Thursday, 1 April 2010

In Bradford

We went to Bradford this afternoon, and saw a lovely exhibition at the Media Museum. Simon Roberts travelled around England for six months with his wife and child, taking photographs of landscapes with people doing stuff in them, from hill-walking to sun-bathing in their socks, mud-racing to hood-chasing, celebrating a birthday to playing golf in the shadow of a power station. It all felt so, well, English, indeed the show was called We English. Like a mirror held up, I found I didn't know how strongly I knew what that meant until I looked into his great big panoramic pieces and saw so much that was so deeply familiar.

I must also tell you that the almond slice and decaff latte in the cafe were to die for.

I was less moved, slightly shocked by the work of Robbie Cooper. His show, entitled Immersion, fetaures full-face images of children and adults immersed in front of screens, watching TV, or playing computer games. The intense energy racing through the bodies of all these people, especially the gamers, almost entirely channelled into their facial muscles, otherwise just a few arm movements, or a slight bouncing, made me feel overloaded somehow just looking at them. Longing for some kind of discharge. The isolation of these activities, and the unconsciousness of so much that is going on in them, I found really quite disturbing.

And this afternoon, hail stones bouncing about outside in the sunlight! Good Friday tomorrow and we shall go to see the Pace Egg Play. I'll put you in a link tomorrow to an amazing piece of film of this ancient local 'mumming' type play being performed in the '60s. We shall also lay in stocks of food, as you do, for the Bank Holiday weekend. Tonight it's rare breed pork chops from the freezer, and a lovely bottle of tempranillo.

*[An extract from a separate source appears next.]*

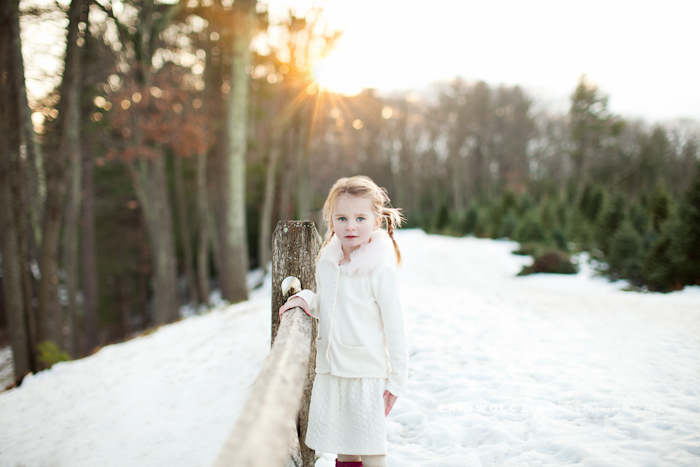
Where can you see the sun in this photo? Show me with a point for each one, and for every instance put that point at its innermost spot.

Going to exhibitions is good for me. So much better than working, which I seem to have opted out for for a while, as it's the school hols... Looking at photographs - good ones anyway - makes me see the world afresh. I sat on Tyrrell Street in Bradford, eating a tuna and cucumber sandwich, while L was opening an ISA at the building society on Hustlergate, and enjoyed light and shadows. Bradford is steep with imposing Victorian buildings, sometimes a bit evocative of gothic German public buildings, and so there's lots of shade in the steep narrow canyons between them in places. And lots of people of many sorts to watch. Windy too, so the temperature as well as the light kept changing. Then I had to go and buy chocolate. One shop I went into called itself a 'smoking shop', and it didn't have chocolate, so I only stayed long enough to see some teenage girls being shown a large bong from the window, excitedly saying 'yes, that's the one'. In a Turkish newsagent's I bought a Twirl. They had pistachios on the counter, and a tank of fish with a submerged plastic skull sunk into the gravel.

2 comments:

Reading the Signs said...

Wondering if they had this song in the pace egg play. I used to belt out the chorus - blowed if I can remember where or when, but an ex- Steiner school child picks things like this up.

Happy Easter

Fire Bird said...

Absolutely! Yes, they close with this, and then take hats round for donations. It was terrific yesterday on Friday... I'm delighted anyone's heard of Pace Egging and I will put that link up later!!